Stigma, Camps, and Testimony
In Darfur, Hayat (20) told AFP she was raped while fleeing the Zamzam camp near El Fasher after it was stormed by the Rapid Support Forces, and she described arriving in Tallouja with a four-month-old baby.
Hayat said, "I wish him a better future; I hope he doesn't live as we lived," and the reports link the attack to killings of over 1,000 people and systematic rapes targeting ethnic minorities that are non-Arab, according to the UN.
The accounts also describe how Rapid Support Forces fighters shared videos saying raping women from minority ethnic backgrounds "honors" their lineage, and how survivors faced ostracism, marginalization, or accusations of complicity.
UN humanitarian affairs coordinator Denise Brown said, "there are hundreds of girls who were raped, and none of them went to a medical clinic, most of them pregnant," as the reports connect stigma and documentation gaps to further harm.
UN Report and Wider Risks
A UN report published on Thursday says there are more than 4,600 survivors worldwide who suffered sexual violence for warfare purposes in 2024, an increase of 25 percent from the previous year.

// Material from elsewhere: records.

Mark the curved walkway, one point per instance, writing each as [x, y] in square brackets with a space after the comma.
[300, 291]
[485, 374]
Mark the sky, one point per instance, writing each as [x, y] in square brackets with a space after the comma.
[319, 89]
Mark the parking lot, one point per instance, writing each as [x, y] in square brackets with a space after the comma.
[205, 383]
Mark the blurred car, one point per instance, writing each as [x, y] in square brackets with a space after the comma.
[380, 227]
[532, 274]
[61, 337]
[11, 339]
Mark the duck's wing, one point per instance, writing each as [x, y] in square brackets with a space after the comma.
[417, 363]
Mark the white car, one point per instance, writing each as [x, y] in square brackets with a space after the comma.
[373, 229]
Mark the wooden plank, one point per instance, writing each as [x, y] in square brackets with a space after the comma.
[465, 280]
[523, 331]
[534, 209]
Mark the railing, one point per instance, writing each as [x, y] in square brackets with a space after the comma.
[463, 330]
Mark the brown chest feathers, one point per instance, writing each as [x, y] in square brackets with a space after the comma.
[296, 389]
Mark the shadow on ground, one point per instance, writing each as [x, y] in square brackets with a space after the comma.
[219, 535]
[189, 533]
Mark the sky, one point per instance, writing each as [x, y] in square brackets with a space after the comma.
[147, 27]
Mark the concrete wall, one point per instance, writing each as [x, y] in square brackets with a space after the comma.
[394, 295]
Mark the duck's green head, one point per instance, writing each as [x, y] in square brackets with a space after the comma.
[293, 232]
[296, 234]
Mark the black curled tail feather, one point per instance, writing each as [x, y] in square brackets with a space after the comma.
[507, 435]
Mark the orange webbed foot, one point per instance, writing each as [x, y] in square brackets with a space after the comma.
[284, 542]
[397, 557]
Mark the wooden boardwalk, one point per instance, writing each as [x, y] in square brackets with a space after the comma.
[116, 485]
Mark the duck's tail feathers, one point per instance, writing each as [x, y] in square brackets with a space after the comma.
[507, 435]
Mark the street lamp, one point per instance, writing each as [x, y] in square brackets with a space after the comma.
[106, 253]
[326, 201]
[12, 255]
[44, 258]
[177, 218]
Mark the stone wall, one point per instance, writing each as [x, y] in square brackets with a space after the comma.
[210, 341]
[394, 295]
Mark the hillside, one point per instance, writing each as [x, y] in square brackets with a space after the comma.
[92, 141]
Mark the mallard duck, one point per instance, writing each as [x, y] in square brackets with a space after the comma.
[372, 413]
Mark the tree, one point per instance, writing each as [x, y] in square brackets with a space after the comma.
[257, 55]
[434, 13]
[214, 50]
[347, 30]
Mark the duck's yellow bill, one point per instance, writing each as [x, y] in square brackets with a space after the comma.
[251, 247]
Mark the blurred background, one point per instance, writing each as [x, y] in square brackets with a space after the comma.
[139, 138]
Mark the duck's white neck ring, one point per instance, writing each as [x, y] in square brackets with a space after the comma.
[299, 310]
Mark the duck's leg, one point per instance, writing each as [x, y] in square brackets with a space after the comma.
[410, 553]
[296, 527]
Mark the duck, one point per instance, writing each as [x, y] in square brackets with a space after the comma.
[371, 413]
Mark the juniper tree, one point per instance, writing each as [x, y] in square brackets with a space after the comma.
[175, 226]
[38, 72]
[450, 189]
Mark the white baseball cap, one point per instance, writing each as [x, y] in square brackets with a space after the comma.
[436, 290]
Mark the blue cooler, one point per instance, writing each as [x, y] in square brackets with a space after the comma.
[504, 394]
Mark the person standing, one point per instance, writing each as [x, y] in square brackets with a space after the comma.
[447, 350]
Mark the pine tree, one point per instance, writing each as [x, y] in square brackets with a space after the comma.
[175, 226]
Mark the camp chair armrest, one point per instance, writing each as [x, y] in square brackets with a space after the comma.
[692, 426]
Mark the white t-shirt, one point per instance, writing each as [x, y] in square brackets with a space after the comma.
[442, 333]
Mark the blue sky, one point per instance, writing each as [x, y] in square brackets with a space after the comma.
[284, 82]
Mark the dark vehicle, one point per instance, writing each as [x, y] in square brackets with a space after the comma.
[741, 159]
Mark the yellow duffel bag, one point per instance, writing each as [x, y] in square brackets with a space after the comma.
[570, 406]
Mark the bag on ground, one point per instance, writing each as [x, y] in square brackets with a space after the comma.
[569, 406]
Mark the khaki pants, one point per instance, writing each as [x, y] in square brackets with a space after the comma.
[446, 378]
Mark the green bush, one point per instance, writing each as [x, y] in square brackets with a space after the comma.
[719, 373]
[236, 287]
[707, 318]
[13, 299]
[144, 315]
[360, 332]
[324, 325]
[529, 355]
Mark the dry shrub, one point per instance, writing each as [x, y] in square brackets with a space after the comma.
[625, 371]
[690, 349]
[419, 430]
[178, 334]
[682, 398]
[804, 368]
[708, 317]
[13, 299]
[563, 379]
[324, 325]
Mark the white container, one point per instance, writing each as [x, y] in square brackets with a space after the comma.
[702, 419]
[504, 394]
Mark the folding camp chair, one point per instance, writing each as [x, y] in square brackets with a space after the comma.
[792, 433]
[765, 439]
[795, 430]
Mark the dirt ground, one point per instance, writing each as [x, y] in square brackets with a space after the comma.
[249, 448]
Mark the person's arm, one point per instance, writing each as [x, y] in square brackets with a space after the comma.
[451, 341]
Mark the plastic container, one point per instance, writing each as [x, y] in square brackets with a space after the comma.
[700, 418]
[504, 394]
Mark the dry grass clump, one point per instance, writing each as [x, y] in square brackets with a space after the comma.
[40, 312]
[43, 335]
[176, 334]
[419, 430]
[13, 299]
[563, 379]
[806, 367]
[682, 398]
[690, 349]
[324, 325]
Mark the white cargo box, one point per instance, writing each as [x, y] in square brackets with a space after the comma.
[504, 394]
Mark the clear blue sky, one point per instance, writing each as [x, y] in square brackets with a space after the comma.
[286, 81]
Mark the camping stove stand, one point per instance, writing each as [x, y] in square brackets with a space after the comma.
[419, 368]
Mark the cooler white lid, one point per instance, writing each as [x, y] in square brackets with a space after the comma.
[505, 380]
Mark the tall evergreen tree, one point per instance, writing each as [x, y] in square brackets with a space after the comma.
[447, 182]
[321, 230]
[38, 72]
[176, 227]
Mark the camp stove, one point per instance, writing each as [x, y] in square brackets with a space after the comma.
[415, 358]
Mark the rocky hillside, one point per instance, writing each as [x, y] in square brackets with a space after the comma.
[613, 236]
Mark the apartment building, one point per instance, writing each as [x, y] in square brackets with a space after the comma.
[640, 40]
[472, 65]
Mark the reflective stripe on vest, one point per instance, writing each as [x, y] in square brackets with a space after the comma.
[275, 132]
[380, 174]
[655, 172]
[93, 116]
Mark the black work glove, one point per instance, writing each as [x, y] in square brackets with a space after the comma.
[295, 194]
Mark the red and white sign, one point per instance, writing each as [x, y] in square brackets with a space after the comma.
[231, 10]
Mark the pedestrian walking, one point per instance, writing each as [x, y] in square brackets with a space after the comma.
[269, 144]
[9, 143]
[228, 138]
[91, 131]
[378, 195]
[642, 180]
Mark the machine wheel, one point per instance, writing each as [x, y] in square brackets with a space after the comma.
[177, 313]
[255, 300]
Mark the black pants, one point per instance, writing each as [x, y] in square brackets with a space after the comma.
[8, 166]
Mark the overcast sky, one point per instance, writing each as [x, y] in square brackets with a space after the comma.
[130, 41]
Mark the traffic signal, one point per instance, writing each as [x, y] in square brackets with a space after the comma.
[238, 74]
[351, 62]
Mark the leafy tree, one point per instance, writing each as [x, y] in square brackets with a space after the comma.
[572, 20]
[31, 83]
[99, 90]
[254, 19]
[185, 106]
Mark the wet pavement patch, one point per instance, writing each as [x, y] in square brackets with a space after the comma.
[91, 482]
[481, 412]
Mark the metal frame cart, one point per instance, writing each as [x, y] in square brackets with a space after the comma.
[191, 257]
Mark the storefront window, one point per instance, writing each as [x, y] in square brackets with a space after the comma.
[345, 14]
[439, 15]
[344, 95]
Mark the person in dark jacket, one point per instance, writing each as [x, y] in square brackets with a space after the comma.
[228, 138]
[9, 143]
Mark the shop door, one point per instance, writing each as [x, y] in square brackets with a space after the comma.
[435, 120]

The UN report, as described in the coverage, says it names Hamas for the first time among perpetrators of these crimes, and it adds that there are "reasonable grounds to believe that some hostages taken to Gaza endured various forms of sexual violence" during captivity.
The same UN coverage says access to care is constrained, with Pramila Patten warning, "Services are least available precisely at the moment when survivors need them most."
The report also says it provides a list of 63 state and non-state actors suspected of sexual violence in conflicts on the Security Council’s agenda, and recommends that the Security Council rely more on targeted sanctions against recurring perpetrators.